“At the time, internally, we used the term Jinsha Ittai, which, in Chinese characters, means oneness between car and driver. One day, Toshihiko Hirai, the first-gen MX-5’s Programme Manager, started printing Jinba-Ittai — meaning oneness between horse and rider — on his business cards, and I think that’s how it came to be used externally.”
https://www.mazda.com/en/innovation/mazda-stories/engineers/jinba-ittai-ideology/
"Kasahara remembers: “There was a moment when I was driving that I suddenly no longer felt the existence of the car. I didn’t feel any ‘strangeness’. I thought, this is it.“
Pretty much my highest praise for a car or anything else is "There is nothing that irritates me". It doesn't have to be the fastest, or the one that turns heads, or be the best in anything. Average to above-average along most axes, and bad in none, is perfect.
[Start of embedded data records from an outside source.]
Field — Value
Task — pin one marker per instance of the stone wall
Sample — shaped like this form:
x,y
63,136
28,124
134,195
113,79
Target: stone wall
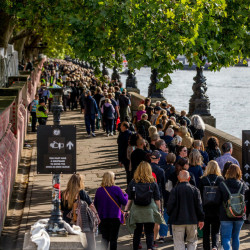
x,y
137,99
14,115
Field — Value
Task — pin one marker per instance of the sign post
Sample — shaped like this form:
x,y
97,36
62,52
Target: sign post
x,y
246,156
56,154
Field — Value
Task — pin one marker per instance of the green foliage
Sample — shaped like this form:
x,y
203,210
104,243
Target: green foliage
x,y
149,32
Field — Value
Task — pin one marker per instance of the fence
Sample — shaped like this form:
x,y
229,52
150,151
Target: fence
x,y
14,115
8,64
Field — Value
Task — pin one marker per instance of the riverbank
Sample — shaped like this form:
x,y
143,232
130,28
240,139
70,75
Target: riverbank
x,y
228,91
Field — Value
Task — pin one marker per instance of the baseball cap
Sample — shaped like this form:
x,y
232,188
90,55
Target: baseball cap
x,y
155,154
157,108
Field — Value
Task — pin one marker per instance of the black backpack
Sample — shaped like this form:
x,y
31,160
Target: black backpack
x,y
235,206
209,193
143,194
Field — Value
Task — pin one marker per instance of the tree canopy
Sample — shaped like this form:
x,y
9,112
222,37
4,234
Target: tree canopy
x,y
149,32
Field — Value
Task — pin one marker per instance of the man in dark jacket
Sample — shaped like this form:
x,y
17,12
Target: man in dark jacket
x,y
122,141
185,212
138,155
90,111
123,103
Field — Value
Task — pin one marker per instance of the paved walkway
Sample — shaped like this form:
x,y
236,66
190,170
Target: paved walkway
x,y
94,157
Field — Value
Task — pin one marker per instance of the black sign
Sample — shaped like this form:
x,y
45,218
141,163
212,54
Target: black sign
x,y
246,155
56,149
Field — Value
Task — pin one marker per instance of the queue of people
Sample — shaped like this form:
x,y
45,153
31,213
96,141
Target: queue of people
x,y
175,185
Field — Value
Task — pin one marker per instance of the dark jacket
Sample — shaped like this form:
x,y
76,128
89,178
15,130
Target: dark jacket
x,y
162,161
160,175
212,210
174,179
137,156
169,170
90,107
197,171
213,153
122,141
184,205
223,196
198,134
167,138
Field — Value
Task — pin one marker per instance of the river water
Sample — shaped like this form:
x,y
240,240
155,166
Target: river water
x,y
228,91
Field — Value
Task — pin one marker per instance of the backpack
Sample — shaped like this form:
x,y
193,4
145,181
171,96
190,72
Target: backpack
x,y
209,193
235,206
143,194
154,175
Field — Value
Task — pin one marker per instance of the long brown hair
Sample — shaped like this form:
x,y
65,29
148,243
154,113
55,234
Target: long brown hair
x,y
75,184
143,173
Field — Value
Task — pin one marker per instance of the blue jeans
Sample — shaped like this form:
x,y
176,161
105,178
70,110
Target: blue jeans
x,y
231,229
164,228
90,121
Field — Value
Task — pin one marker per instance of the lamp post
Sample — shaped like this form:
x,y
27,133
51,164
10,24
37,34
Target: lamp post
x,y
153,92
199,103
55,225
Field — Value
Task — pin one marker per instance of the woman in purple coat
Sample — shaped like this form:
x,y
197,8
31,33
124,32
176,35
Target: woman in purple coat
x,y
108,201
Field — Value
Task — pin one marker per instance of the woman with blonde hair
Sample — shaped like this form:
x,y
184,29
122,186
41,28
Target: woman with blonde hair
x,y
211,177
108,112
144,205
197,127
195,162
108,201
186,139
231,226
73,192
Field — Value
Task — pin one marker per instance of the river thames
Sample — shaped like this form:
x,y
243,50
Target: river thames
x,y
228,91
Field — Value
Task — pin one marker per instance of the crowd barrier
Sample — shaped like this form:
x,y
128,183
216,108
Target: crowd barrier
x,y
14,116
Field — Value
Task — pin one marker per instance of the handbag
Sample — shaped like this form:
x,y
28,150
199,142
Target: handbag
x,y
123,217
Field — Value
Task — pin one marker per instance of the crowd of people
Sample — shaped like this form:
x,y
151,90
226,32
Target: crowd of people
x,y
176,185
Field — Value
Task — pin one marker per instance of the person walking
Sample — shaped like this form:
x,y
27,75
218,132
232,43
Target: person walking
x,y
108,201
41,112
208,185
73,192
108,116
185,212
227,149
144,205
122,142
33,107
231,222
90,111
124,104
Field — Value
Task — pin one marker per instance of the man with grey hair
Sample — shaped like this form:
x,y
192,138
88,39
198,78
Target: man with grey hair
x,y
168,137
163,149
227,149
185,212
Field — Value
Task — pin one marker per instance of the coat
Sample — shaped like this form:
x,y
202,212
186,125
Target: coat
x,y
184,205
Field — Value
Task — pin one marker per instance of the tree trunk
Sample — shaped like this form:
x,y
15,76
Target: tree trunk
x,y
19,46
6,28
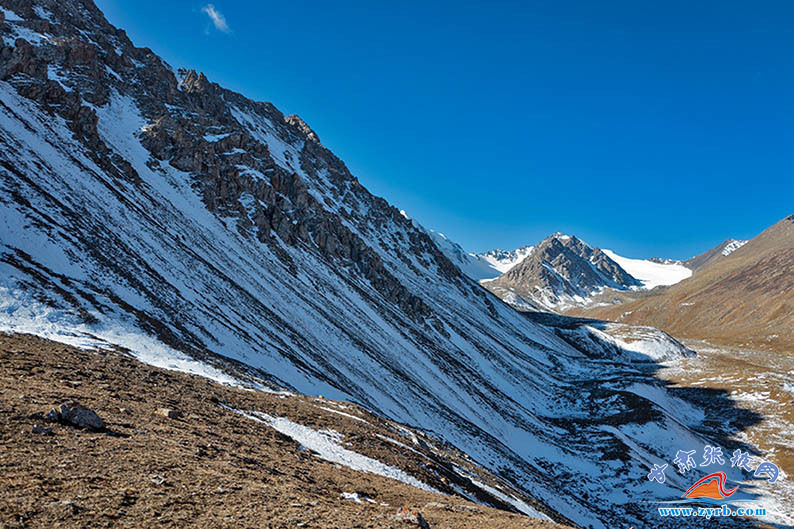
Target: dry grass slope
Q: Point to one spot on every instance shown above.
(209, 468)
(745, 299)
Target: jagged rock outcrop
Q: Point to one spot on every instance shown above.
(138, 201)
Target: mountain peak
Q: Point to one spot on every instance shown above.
(306, 130)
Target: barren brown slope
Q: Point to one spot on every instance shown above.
(745, 299)
(210, 467)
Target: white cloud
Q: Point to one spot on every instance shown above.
(217, 18)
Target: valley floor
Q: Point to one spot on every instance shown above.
(762, 382)
(209, 467)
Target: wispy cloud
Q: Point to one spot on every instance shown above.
(217, 18)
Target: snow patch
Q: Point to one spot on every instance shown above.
(327, 445)
(649, 273)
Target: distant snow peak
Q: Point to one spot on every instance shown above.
(732, 246)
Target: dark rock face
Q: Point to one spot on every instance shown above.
(76, 415)
(562, 271)
(191, 128)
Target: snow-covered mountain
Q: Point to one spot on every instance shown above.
(714, 255)
(503, 260)
(652, 272)
(483, 266)
(560, 272)
(551, 277)
(153, 209)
For me, that's been BMW "RT" touring motorcycles (1984 R80RT; 1986 K100RT; 1995 R1100RT, still in use after 27+ years), Honda dual-purpose bikes (1974 XL350; 1980 XR250; 1986 XR600 (for two decades); 2019 CRF250 Rally), Apple computers, and Subaru station wagons (1995 Legacy 250T; 1997 Grandwagon (until 2019); 2017 Outback (in USA in 2019); then reverting to 2008 Outback 2.5XT on return to NZ during COVID).
The MX5/Miata is great too. It just can't take many passengers, or much baggage/cargo, or tow. One of my ex-GFs has a 1991 one, in British Racing Green (of course). Our relationship started when I taught her to drive in a 1984 Mini. Long after our relationship ended, I taught her daughter to drive in the MX5. Both were great cars for the purpose. Small, manoeuvrable, manual transmission, and capable of cornering far harder than you'd expect. A beginning driver can get themselves into what they think is trouble, but as long as *someone* turns the steering wheel appropriately the car will get you out of trouble.